The Wishlist module enables users to bookmark specific SKUs or product variations for later review and purchase, facilitating decision-making and reducing cart abandonment due to indecision.
Create a `wishlist_items` table linking to the `users` and `products` tables, including columns for item status (active/archived), sort order, and expiration date.
Add a 'Add to Wishlist' button on product detail pages and implement drag-and-drop functionality within the wishlist modal or dedicated page.
Develop an asynchronous job queue to monitor inventory levels for wishlisted items and trigger email/SMS alerts when status changes from out-of-stock to in-stock.
Map source order events to OMS structures and define ownership for field-level quality checks.
Configure source integrations and validate payload completeness, references, and state transitions.

Phase 1 focuses on core functionality stability; Phase 2 introduces social and AI features to enhance engagement.
Customers can add, remove, and organize items within their personal wishlist. The system supports sharing wishlists with friends or family and allows price tracking notifications when out-of-stock items are re-listed.
Enable users to create public or private lists that can be shared via link, allowing group gift planning and collaborative shopping.
Automatically notify users when the price of a wishlisted item decreases by a configurable threshold percentage.
Display real-time stock status for each item in the wishlist, highlighting items that are back in stock or on pre-order.
Consolidate all order sources into one governed OMS entry flow.
Convert channel-specific payloads into a consistent operational model.

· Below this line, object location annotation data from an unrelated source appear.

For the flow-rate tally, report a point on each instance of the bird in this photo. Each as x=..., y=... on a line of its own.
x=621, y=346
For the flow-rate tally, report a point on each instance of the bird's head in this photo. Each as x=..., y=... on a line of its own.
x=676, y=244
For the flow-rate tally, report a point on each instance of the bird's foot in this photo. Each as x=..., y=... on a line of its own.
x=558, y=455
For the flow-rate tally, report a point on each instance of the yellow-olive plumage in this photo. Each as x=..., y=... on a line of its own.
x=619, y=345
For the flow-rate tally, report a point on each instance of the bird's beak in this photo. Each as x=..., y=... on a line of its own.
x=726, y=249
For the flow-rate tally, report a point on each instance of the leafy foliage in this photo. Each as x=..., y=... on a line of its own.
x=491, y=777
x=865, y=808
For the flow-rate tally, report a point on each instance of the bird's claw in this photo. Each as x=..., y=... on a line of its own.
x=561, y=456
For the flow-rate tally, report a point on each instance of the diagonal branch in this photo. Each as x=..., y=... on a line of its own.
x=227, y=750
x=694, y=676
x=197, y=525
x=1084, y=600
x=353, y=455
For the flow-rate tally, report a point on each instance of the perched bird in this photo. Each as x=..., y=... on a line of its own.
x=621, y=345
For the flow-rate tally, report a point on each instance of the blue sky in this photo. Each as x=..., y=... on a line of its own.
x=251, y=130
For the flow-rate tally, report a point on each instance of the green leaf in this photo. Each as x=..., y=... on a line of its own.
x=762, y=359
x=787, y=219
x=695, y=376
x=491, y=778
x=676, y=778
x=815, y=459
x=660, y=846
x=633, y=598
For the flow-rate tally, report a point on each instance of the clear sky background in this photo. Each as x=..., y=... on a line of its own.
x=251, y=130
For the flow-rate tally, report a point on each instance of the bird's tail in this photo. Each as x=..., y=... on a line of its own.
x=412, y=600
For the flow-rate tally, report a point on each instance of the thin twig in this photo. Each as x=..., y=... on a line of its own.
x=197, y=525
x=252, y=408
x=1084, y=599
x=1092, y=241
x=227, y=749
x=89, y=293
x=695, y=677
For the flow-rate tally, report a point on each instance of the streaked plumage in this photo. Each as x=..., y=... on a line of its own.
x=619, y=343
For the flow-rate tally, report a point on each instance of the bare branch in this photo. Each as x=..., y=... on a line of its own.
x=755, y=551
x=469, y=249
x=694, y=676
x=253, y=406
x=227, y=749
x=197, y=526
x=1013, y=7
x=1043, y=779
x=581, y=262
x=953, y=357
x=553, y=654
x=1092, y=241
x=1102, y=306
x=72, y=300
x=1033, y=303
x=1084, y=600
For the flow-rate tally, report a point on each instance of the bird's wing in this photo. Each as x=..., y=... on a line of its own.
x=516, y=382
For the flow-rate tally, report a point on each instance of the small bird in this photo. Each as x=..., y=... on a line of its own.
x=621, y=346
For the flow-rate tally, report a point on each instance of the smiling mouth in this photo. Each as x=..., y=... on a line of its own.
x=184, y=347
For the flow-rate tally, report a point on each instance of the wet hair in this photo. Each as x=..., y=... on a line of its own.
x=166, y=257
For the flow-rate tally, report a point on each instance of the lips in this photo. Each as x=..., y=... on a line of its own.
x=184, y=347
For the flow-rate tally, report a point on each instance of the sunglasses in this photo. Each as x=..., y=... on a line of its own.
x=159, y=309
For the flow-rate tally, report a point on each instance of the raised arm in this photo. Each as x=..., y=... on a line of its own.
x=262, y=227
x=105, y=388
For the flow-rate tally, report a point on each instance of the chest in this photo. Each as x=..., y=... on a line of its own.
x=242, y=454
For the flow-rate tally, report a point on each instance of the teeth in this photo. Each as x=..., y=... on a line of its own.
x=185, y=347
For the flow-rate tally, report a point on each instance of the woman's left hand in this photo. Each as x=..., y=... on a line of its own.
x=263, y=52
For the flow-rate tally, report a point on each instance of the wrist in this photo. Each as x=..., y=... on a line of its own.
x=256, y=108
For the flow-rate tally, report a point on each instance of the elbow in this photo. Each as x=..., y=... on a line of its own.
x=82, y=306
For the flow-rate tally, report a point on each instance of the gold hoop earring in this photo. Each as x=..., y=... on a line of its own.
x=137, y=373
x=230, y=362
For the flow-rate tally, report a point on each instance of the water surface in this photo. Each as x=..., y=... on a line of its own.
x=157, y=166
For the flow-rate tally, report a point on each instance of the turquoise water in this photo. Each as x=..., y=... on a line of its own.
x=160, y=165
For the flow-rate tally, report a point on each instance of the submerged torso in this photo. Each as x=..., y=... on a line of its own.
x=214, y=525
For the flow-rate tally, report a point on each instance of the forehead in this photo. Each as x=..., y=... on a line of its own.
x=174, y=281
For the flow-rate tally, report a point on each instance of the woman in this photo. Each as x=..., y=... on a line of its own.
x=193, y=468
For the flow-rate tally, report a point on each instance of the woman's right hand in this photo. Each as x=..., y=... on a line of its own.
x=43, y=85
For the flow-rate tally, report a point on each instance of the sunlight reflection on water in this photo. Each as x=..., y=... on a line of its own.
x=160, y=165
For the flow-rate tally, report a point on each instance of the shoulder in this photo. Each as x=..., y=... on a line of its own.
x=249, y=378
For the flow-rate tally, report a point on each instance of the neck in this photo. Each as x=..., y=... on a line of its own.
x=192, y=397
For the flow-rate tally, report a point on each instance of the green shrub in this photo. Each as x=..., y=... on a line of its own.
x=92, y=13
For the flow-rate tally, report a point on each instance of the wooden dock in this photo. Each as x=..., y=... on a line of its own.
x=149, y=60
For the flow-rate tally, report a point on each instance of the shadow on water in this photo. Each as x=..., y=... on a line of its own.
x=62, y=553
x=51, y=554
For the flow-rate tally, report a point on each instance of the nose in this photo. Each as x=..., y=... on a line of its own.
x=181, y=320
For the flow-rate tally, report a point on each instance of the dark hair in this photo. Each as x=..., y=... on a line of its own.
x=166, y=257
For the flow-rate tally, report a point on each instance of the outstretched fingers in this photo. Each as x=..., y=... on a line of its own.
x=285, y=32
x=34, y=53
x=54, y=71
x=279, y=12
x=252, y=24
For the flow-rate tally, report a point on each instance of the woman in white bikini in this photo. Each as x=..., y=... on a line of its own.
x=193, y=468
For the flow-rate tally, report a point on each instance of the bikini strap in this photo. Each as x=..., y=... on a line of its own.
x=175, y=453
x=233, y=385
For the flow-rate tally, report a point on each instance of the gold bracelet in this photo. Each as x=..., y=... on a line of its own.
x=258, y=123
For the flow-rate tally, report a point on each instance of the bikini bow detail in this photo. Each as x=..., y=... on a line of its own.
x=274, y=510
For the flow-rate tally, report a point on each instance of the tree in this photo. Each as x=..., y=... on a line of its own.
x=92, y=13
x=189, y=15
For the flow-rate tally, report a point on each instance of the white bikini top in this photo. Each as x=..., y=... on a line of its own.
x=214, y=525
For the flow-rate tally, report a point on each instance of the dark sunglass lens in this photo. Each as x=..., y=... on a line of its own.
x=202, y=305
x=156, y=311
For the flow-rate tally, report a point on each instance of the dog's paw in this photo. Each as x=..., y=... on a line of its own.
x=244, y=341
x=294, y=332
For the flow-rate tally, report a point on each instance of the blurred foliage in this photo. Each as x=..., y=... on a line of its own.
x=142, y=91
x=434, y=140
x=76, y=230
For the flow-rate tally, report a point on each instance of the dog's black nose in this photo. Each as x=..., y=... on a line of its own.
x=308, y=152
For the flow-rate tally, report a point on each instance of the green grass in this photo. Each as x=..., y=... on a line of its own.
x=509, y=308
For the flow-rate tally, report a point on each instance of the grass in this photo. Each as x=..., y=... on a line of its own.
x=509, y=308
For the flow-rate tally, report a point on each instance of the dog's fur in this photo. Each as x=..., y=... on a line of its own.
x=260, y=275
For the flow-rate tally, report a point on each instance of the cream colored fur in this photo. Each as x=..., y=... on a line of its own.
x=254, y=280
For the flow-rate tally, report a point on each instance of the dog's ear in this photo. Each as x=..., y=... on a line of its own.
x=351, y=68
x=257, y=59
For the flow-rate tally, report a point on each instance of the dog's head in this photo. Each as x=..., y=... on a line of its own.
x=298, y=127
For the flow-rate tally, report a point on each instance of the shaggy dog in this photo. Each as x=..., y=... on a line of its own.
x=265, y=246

Target: 3-5% of wishlisted items result in a purchase within 30 days
Wishlist Conversion Rate
Target: 12-15 items per active customer
Average Wishlist Size
Target: >40% for stock availability alerts
Notification Open Rate
The Wishlist Management function begins by establishing a robust data foundation, ensuring every item is tagged with precise attributes like price, availability, and user preferences. In the near term, we will automate duplicate detection to eliminate redundant entries and implement real-time inventory synchronization so users never see out-of-stock items they cannot actually purchase. Mid-term strategy focuses on personalization engines that dynamically reorder lists based on browsing history and seasonal trends, while integrating social sharing features to foster community engagement. Long-term vision involves predictive analytics, where the system anticipates user needs before they arise, suggesting additions or removing irrelevant items automatically. We will also explore blockchain-based provenance tracking for high-value luxury goods listed on wishlists. Ultimately, this roadmap transforms the wishlist from a static collection into an intelligent shopping assistant that drives conversion by reducing friction and maximizing relevance across all customer touchpoints.

Strengthen retries, health checks, and dead-letter handling for source reliability.
Tune validation by channel and account context to reduce false-positive rejects.
Prioritize high-impact intake failures for faster operational recovery.
Customers who abandoned their cart can revisit items they previously saved to the wishlist, potentially completing a purchase with lower friction.
Users can build a collaborative wishlist for birthdays or holidays, receiving notifications when recipients add items or prices change.
Customers track the price history of specific models to determine the optimal time to buy based on seasonal discounts.